Upon reflection, my life has been somewhat of a contradiction. I get recognized for things that I put in the least effort. On the other hand, all my pursuits - doing volunteer work, getting to know more people, becoming better in badminton and tennis - have met with scant success. I believe in what I strive for and put in more time and effort into them than into things which I get recognized for. What am I to make of this? I feel displaced and lacking of direction. To be fair, I still enjoy math and trekking/rock-climbing and do consider them to be among my pursuits. Thinking about why I have not been more steadfast in developing these pursuits makes me even more confused.
More than ever, I feel overawed by the hype that surrounds me. All the hopes and expectations that I would do well as a scholar, that I will do well in oxford, that I will become a good citizen of the world in my own way. I wonder what people see in me and my story. Do they see a remarkable person rising from an unremarkable environment or remarkable environments shaping an unremarkable person? Have they heard of my stories or do they have their own?
I think I need to be motivated and moved. I don’t feel like I am growing anymore. I am reflexively doing my duties and attending to my weekend commitments. I am not deadened to the external world yet but I hardly feel the excitement and the challenge anymore, partly because I readily shrink away from them. But if there’s one thing that I have learnt so far, it is that I need to be passionately engaged. The self and the world cannot be thought of and treated separately; they need to be harmonized into a whole. Success and fulfillment do not come from hard work and perseverance alone; hard work and perseverance need to be applied to causes which the self is already motivated towards. My pursuits need to engage the entire person. I have not felt engaged in a long while.
Sometimes I stare into the future and try to imagine what I would be like in 10 to 20 years time. I daydream a lot and have many different dreams of the future. I spend afternoons dreaming about I could be a successful freelance tour guide who brings people to every corner of the world. I would tell them the history of western civilization while exploring Roman ruins and popular legends surrounding the Greater Middle East while descending into Istanbul by a hot-air balloon.
I dream about collecting important awards from important people for pioneering worldwide changes in social work and education. Surrounded by well-wishers, I would feel strangely honoured but not out-of-place. I would look back into my past and be surprised (but proud) of how I got the award by simply pursuing my interests all my life.
Of course, I also dream about becoming a world-class mathematician who is not only gifted, but is also bringing new crowds of people to like math and excel in it.
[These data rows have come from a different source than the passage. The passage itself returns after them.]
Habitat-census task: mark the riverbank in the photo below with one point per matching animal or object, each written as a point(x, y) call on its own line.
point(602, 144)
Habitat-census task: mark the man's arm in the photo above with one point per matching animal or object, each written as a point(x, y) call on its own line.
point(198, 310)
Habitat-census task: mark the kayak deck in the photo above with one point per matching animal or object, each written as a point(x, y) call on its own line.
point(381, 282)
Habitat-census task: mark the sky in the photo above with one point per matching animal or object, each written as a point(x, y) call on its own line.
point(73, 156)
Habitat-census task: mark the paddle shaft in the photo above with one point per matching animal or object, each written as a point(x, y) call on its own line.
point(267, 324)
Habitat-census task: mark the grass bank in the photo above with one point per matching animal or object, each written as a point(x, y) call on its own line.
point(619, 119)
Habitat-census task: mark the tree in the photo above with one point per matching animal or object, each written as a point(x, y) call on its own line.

I dream of emulating Chris Sharma as I climb impossible walls in Dairy Farm and the Himalayas.
Soon enough, I will get jolted out of my daydreams. As reality hardens, I will look into the mirror and reconsider how I will be in the future. Invariably, thoughts about my past and present states will come into mind and threaten to envelop talk about the future. Will I be strong enough to determine where I end up in future, or will the past continue to sweep me forward relentlessly, as I lay in meek submission? Am I going to end up in one of the faceless crowds toiling in the bureaucracy, comfortable but drained, stable but meaninglessly so?
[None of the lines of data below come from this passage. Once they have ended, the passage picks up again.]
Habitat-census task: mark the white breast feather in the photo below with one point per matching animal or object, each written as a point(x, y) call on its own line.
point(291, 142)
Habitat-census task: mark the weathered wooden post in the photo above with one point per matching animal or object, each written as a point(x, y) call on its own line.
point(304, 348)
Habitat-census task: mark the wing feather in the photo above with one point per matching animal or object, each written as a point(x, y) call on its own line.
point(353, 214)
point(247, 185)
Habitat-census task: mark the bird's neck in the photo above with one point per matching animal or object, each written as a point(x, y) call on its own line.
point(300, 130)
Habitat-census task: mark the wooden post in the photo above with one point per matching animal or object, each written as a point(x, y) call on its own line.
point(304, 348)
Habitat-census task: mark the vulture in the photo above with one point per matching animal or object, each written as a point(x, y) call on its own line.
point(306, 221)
It’s tiring to choose and to force things to go your way all the time. It’s tiring to think about which way you want to go too. Increasingly, I resign myself to the force of everything around me and slip into the mindset that things only appear as we want them to appear. I would drop grand modern notions of success and be content to find meaning in the small and routine things I do, whatever those may be.
I don’t know if this is the right way to approach the future. I just hope that things will turn out that way.